In the latter, at the outset of the class, I provide students with a laboratory that explores and visualizes geoscience data sets using technology (i.e. through GeoMapApp, Google Earth, etc.) in order to initiate discussions of plate tectonic concepts. These inquiry-based approaches require that students investigate plate tectonic environments, topography/bathymetry of continents and ocean basins, the distribution and pattern of earthquakes, volcanoes, age of the sea-floor, and more. Students are then required to use their textbook as a way to research and explain their personal observations. Although many students struggle with the lack of "structure" that they have become dependent upon, they are forced to become active learners. They have to find words to describe what they have visualized and the vocabulary and concepts to explain their observations. These efforts provide the student with a baseline of observations with which they can then relate additional concepts through subsequent lectures and ultimately the field experience for the course. Fortuitously, our geographic location in the middle of the Great Valley of central Pennsylvania permits a follow-up field experience that includes an overview of field-evidence for timing and development of Alleghenian Orogenesis during the formation of Pangaea.

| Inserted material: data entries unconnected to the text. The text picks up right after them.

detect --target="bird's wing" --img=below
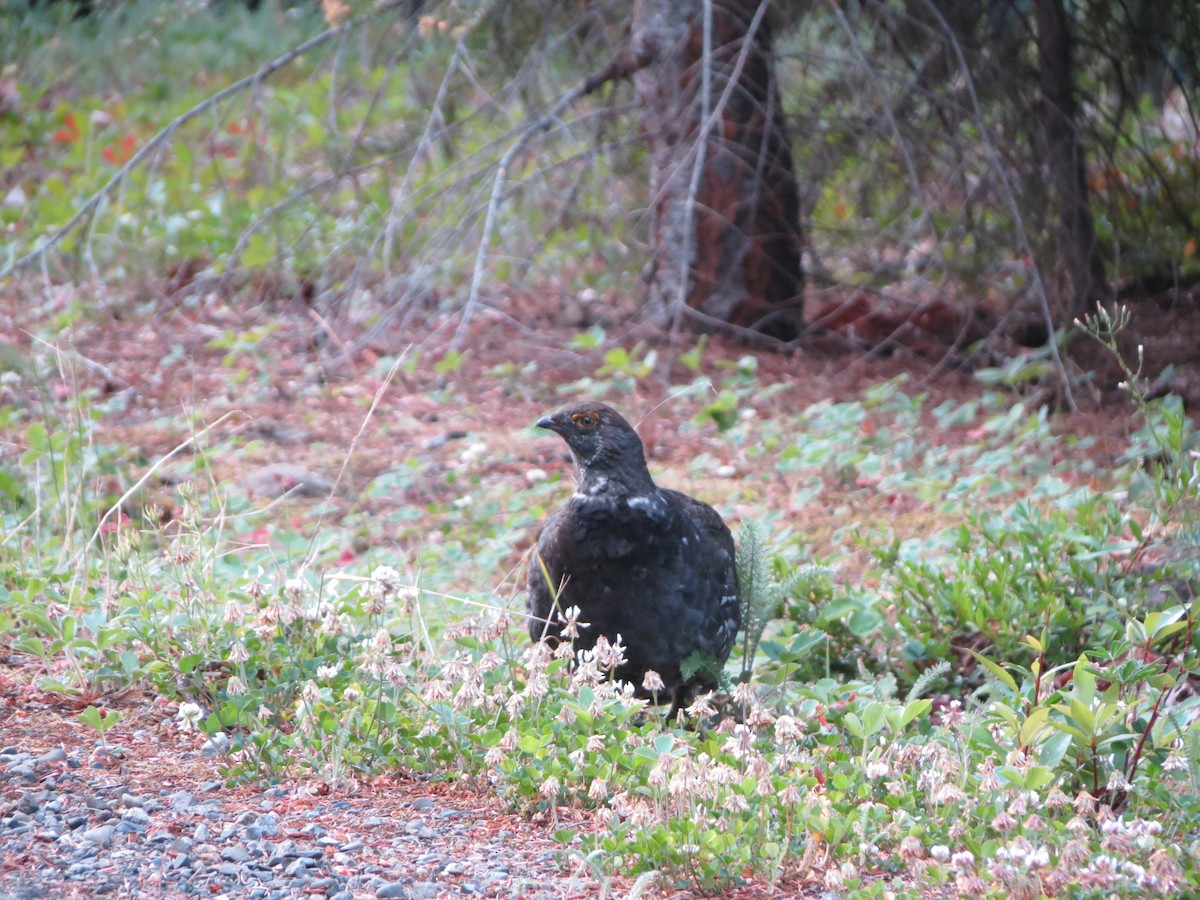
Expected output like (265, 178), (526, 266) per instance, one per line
(664, 491), (742, 662)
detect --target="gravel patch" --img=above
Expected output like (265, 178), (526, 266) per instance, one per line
(0, 738), (620, 900)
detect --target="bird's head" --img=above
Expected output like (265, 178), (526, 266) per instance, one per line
(538, 401), (654, 493)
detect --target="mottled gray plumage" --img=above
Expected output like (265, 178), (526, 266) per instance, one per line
(527, 401), (740, 713)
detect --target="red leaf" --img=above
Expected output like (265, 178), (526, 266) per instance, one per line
(50, 113), (79, 144)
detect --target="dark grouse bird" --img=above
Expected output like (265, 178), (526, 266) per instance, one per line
(527, 402), (742, 716)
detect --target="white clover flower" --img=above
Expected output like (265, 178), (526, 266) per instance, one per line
(175, 701), (204, 731)
(371, 565), (400, 595)
(558, 606), (590, 641)
(642, 668), (666, 694)
(458, 440), (487, 466)
(283, 575), (308, 602)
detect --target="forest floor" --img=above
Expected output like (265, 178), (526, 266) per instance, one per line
(0, 292), (1156, 900)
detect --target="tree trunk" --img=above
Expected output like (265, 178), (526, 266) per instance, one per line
(634, 0), (804, 341)
(1034, 0), (1104, 325)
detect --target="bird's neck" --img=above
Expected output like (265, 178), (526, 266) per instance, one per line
(575, 460), (658, 497)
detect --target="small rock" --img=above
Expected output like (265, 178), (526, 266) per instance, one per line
(200, 731), (229, 763)
(242, 462), (334, 499)
(221, 847), (250, 863)
(283, 857), (313, 877)
(168, 791), (196, 812)
(34, 746), (67, 763)
(121, 806), (154, 826)
(79, 826), (116, 845)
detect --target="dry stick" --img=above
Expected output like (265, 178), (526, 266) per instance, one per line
(76, 409), (248, 582)
(0, 0), (408, 278)
(301, 344), (413, 565)
(654, 0), (770, 332)
(671, 0), (710, 335)
(450, 52), (648, 350)
(925, 0), (1079, 413)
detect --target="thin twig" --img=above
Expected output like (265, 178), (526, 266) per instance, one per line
(924, 0), (1079, 413)
(0, 0), (408, 280)
(450, 50), (648, 350)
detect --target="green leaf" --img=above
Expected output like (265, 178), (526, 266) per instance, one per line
(967, 648), (1020, 694)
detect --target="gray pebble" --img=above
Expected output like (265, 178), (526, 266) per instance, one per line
(121, 806), (154, 826)
(168, 791), (196, 812)
(376, 882), (413, 900)
(80, 826), (116, 844)
(200, 731), (229, 757)
(283, 857), (313, 877)
(256, 812), (280, 835)
(221, 847), (250, 863)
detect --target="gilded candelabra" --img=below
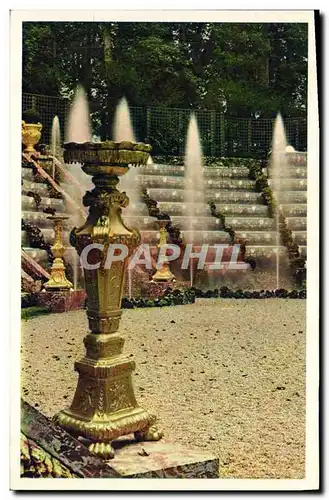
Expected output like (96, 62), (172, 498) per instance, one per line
(44, 215), (73, 291)
(55, 141), (162, 459)
(152, 220), (175, 282)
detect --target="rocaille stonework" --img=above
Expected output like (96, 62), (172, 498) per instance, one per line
(55, 141), (162, 459)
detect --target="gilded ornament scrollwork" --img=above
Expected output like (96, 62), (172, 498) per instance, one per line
(55, 141), (162, 458)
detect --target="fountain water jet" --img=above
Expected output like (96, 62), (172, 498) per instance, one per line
(184, 113), (207, 286)
(269, 113), (288, 289)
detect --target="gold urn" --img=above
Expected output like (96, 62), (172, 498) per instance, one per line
(55, 141), (162, 459)
(22, 121), (42, 154)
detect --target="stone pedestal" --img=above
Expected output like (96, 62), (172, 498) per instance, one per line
(107, 438), (219, 479)
(141, 281), (190, 299)
(36, 289), (87, 312)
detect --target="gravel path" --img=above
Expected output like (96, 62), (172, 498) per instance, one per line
(22, 299), (306, 479)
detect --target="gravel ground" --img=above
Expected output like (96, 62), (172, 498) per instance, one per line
(22, 299), (306, 479)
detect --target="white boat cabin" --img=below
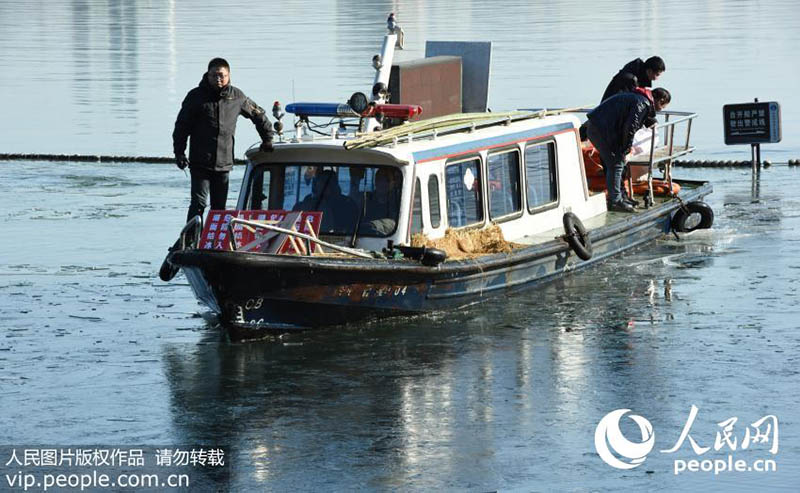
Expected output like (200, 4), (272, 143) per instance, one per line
(237, 113), (606, 251)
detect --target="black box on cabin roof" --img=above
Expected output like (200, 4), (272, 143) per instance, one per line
(389, 56), (461, 120)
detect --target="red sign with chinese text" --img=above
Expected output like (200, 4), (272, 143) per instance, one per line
(199, 209), (322, 254)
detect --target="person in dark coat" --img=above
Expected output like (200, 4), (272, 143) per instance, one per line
(172, 58), (273, 221)
(579, 56), (667, 141)
(600, 56), (667, 103)
(586, 87), (672, 212)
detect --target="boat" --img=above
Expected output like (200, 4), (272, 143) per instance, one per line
(162, 27), (713, 341)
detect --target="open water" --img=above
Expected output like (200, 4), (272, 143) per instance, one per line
(0, 0), (800, 491)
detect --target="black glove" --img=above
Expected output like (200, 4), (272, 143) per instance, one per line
(175, 154), (189, 169)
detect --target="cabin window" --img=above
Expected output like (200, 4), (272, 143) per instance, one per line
(488, 151), (522, 219)
(445, 159), (483, 228)
(411, 178), (423, 235)
(525, 142), (558, 210)
(428, 175), (442, 228)
(246, 164), (403, 237)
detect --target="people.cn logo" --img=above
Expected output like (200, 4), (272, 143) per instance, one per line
(594, 409), (656, 469)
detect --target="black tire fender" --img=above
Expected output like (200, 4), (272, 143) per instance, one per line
(563, 212), (592, 260)
(670, 200), (714, 233)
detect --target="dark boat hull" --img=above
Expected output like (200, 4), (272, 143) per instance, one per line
(170, 183), (711, 340)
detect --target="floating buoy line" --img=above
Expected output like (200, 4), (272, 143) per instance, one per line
(0, 154), (246, 164)
(0, 153), (800, 168)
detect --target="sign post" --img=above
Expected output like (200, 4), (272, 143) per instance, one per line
(722, 98), (781, 198)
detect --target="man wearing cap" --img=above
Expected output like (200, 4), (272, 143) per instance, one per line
(172, 58), (272, 221)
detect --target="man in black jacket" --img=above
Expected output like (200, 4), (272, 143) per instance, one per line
(586, 87), (672, 212)
(172, 58), (272, 221)
(600, 56), (667, 103)
(580, 56), (667, 141)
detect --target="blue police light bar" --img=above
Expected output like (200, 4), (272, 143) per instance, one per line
(286, 103), (358, 117)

In the same day, we are also able to explore the consequences of rifting processes that took place in the Gettysburg Basin during the Triassic to early Jurassic. In this way, the field-experience is integrated into the scaffold produced during earlier inquiry-based activities. Students are afforded significant opportunities to visualize and contextualize their observations into their own mental frameworks to support long-term retention of the information.

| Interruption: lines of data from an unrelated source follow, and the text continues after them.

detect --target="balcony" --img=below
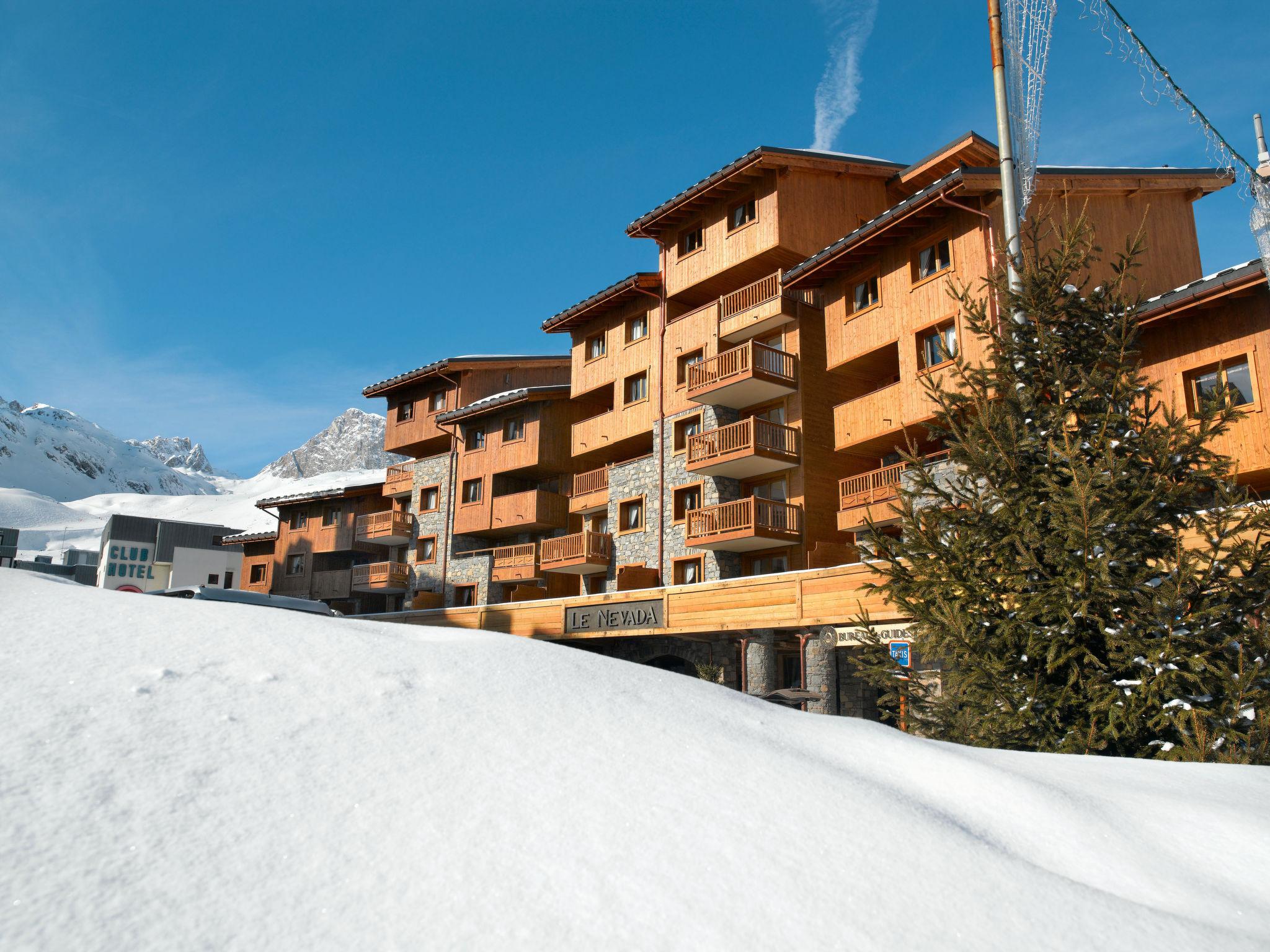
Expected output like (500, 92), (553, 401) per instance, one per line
(838, 451), (949, 532)
(688, 340), (797, 408)
(383, 464), (414, 496)
(491, 542), (542, 581)
(685, 496), (802, 552)
(569, 466), (608, 515)
(540, 531), (613, 575)
(719, 271), (812, 344)
(353, 562), (411, 593)
(357, 510), (414, 546)
(687, 416), (797, 480)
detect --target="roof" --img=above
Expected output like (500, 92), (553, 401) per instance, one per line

In the upper-level field-based course, my approach is to immerse students into a field-experience where learning is to some degree "unstructured". This semester-long course is initiated by an international travel experience (to CuraƧao) prior to the start of the semester. Students have minimal experience in the geography/geology of the region and are forced to reconsider all preconceptions in such a way as to once again render students vulnerable to their surroundings. The physical and human landscapes are completely alien to most students so few students can rely on previous assumptions. Every observation is a new observation that must be considered, qualified, and integrated into existing knowledge base.

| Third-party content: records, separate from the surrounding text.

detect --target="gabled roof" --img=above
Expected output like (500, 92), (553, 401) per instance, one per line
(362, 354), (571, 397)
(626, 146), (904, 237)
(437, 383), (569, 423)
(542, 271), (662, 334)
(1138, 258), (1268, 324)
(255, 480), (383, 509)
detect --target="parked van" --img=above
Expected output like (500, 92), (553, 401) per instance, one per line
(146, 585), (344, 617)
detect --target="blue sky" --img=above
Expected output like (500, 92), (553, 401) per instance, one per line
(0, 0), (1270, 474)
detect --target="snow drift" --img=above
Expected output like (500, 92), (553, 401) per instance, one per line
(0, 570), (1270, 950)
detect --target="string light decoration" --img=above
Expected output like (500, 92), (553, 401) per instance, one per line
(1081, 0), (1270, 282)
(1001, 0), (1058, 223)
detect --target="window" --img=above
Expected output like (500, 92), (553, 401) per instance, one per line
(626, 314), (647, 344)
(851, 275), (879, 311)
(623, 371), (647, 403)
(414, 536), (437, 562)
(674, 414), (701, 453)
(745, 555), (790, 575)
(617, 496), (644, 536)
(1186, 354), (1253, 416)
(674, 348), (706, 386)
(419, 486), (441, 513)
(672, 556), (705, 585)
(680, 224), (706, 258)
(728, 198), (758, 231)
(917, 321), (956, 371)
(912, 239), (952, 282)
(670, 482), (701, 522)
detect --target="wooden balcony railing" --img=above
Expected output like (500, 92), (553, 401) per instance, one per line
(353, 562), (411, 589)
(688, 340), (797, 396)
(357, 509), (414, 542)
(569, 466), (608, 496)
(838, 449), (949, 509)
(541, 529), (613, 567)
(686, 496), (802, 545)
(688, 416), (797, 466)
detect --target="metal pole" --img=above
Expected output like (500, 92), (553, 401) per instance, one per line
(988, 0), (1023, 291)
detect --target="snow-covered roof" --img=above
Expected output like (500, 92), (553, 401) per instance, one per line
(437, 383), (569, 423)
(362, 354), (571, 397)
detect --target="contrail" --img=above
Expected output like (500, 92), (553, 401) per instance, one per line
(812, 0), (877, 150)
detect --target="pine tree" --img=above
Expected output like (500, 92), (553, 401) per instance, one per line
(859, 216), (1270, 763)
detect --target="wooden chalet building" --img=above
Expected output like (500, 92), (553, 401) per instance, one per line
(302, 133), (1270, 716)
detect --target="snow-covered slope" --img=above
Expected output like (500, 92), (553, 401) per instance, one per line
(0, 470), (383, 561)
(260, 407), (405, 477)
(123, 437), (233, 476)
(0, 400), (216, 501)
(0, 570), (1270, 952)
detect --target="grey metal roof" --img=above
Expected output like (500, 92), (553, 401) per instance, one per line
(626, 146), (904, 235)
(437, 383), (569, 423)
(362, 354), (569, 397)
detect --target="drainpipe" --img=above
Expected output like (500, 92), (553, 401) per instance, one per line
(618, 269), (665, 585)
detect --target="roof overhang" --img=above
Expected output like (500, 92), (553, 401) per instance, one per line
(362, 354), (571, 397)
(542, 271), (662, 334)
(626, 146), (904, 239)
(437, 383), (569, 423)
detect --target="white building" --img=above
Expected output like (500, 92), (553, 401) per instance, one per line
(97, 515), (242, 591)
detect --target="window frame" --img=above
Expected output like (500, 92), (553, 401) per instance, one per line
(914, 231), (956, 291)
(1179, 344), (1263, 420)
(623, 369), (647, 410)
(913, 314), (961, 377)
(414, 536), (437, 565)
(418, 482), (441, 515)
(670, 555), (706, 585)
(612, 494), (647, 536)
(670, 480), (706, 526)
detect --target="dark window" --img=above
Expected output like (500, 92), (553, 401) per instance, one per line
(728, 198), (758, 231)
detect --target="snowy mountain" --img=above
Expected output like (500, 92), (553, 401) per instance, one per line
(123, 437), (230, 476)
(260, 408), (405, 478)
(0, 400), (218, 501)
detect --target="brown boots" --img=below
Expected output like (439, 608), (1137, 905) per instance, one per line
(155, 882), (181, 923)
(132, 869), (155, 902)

To further challenge them, students are immediately required to identify a research question that they are responsible for exploring and championing through the rest of the course. Daily field-excursions provide an overview of both the geologic history and the human-history of the island so that students have a framework to which they can relate. Near the end of the field experience, several days are allocated to student research. Students collect observations, work to refine their research questions, and initiate data collection as possible. For the remainder of the semester after the field experience, students contextualize the significance of their research question, establish baseline knowledge of the pertinent literature, perform data analyses, and draw conclusions. Throughout the process, students share their learning with other students in seminar discussions, and ultimately present their research at the all campus research day. This method of instruction appeals to the innate engagement in discovery and exploration mentioned previously, and arguably reflects the true nature of scientific research. Rather than engaging students in scientific discourse entirely through textbook methods, the methods outlined here require students to explore scientific methods by using the same processes used by practicing geoscientists. In my experience, this results in a more cohesive learning experience that not only allows students to develop background knowledge, but also forces improved observational skills, and opportunities to employ critical thinking skills that use inference and deduction to draw reasonable conclusions. Likewise, these approaches are aligned with developmentally appropriate methods that reach most learning styles.